Si avvertono anche stavolta i due pesi e le due misure applicati con rigore quasi scientifico verso l'esotica realtà russa: se in uno scenario del tutto fittizio la Russia (o la neonata Unione Eurasiatica) avessero cercato di convincere il Messico o il Canada a far parte della propria sfera di influenza con le armi (non violente ma ugualmente ricattatorie) dell'amicizia politica e dell'unione dei mercati, chi avrebbe urlato allo scandalo di fronte a una reazione militare statunitense? Oppure, in un'altra simulazione di fantapolitica: se negli Stati Uniti fosse stato ucciso il principale oppositore della presidenza, parleremmo di attentato all'ordine sociale o di un atto di salvaguardia dello stesso?
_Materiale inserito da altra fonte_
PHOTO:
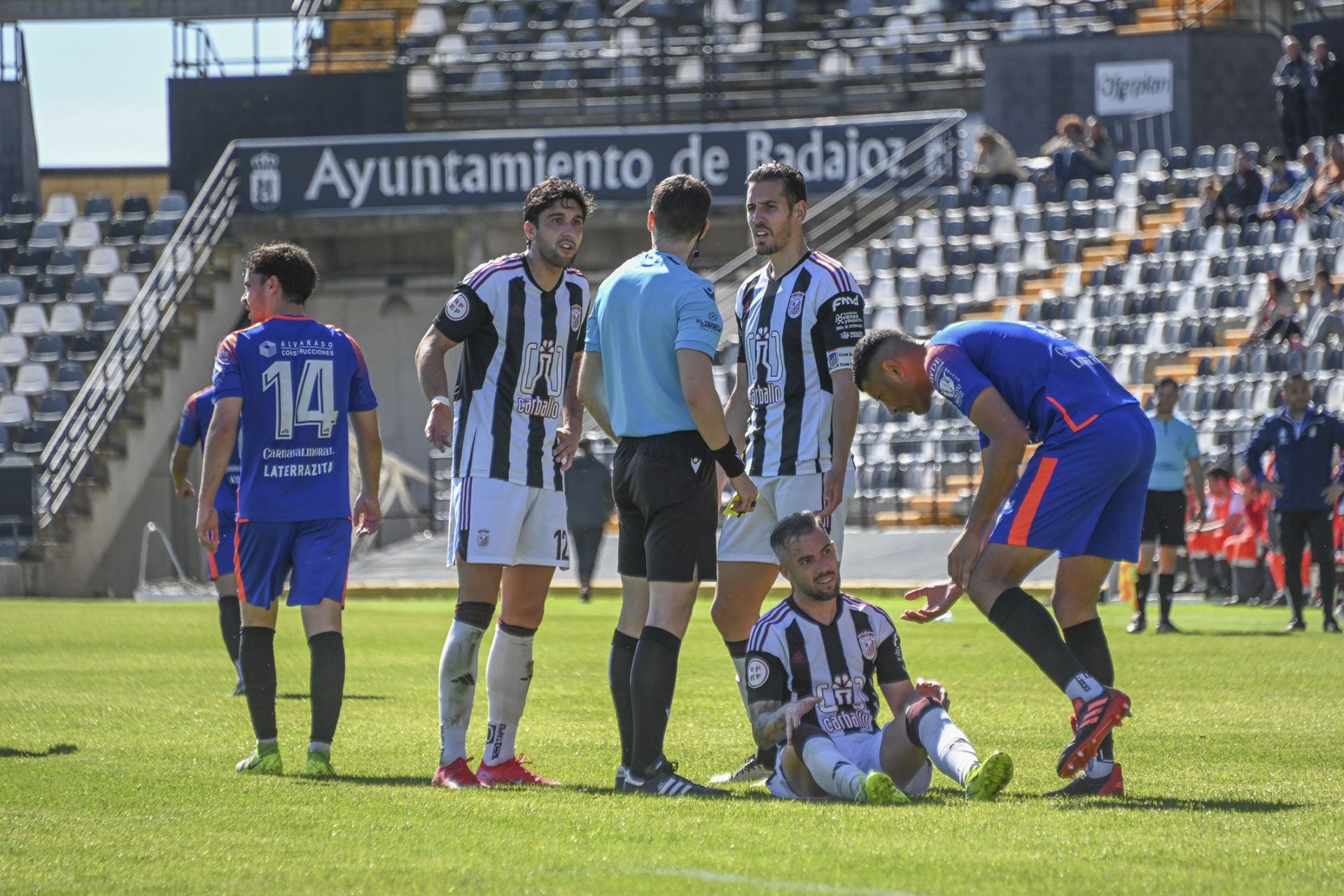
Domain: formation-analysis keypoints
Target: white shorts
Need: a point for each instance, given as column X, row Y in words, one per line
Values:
column 746, row 539
column 863, row 750
column 507, row 524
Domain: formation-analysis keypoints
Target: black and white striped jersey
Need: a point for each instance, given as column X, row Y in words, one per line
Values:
column 790, row 656
column 794, row 331
column 519, row 343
L'obiezione evidentissima è che negli Stati Uniti vige un sistema che rispetta tutti i canoni di democraticità, e che è lecito difendere ad ogni costo; in Russia, al contrario, è l'assolutismo a permeare la natura della vita politica e sociale già dai tempi dello zarismo feudale, passando per il dispotismo socialista e per le fasi torbide del nuovo corso capitalista.
È qui che si annida la “falsa coscienza” dei commentatori: impegnata nel difendere un'idea (pur lodevole) di libertà e di democrazia, alla lente occidentale sfugge il valore assolutamente concreto rappresentato dalla costruzione e dal mantenimento dell'ordine, che è fondamentale in ogni assetto sociale e forse ancora di più in uno Stato multietnico, sottoposto alla violenza della criminalità organizzata e dei gruppi armati locali, e da sempre nell'occhio del ciclone geopolitico come quello russo.
Con la sua agenda politica aggressiva e densa di riforme radicali che ha traghettato il Paese nel nuovo millennio, Vladimir Putin rappresenta per la Russia un elemento di ordine che (soprattutto agli occhi dell'elettorato) ha un valore specifico più alto di qualsiasi libertà costituzionale promossa dalla tradizione illuministica europea.
Allo stesso modo, l'irregimentazione all'interno di un tentacolare schema statale delle selvagge forze economiche e militari che hanno banchettato sui resti dell'URSS durante gli anni Novanta, ha in effetti riallineato il caos sociale dell'era di Yeltsin sulla strada nota del nazionalismo autoritario.
Anche grazie al pacchetto di riforme senza precedenti che hanno stimolato la comparsa di una classe media propriamente detta e che hanno più che raddoppiato i salari reali a partire dal 2000, il corso putiniano ha potuto riposizionare le tessere del puzzle post-sovietico in un quadro (a proprio modo) funzionante e coerente.
Nel grande romanzo del putinismo, che è ancora lontano dall'essere tradotto e reso forse più comprensibile all'occhio non-russo, l'uccisione di un politico che si batteva per un'idea di libertà di stampo formalmente europeo è come il delitto perfetto, in cui tutti hanno un buon movente e a nessuno conviene cercare giustizia.
Gran parte della popolazione russa trova sostentamento materiale nella macchina putiniana di Stato, dei dollari del gas, dell'esercito e della burocrazia. Riesce a riunire i frammenti della propria identità etnica e sociale sotto il cappello della contrapposizione a quell'Ovest che si arroga il diritto di minacciare i confini della Federazione.
In questo contesto la morte senza colpevoli di Boris Nemtsov potrebbe essere il paradossale trionfo di una società che, a differenza di quelle sorte sulle fondamenta delle rivoluzioni francese e americana, ha trovato una speranza di benessere (e un'idea di sé) sotto il pugno di ferro di un uomo solo.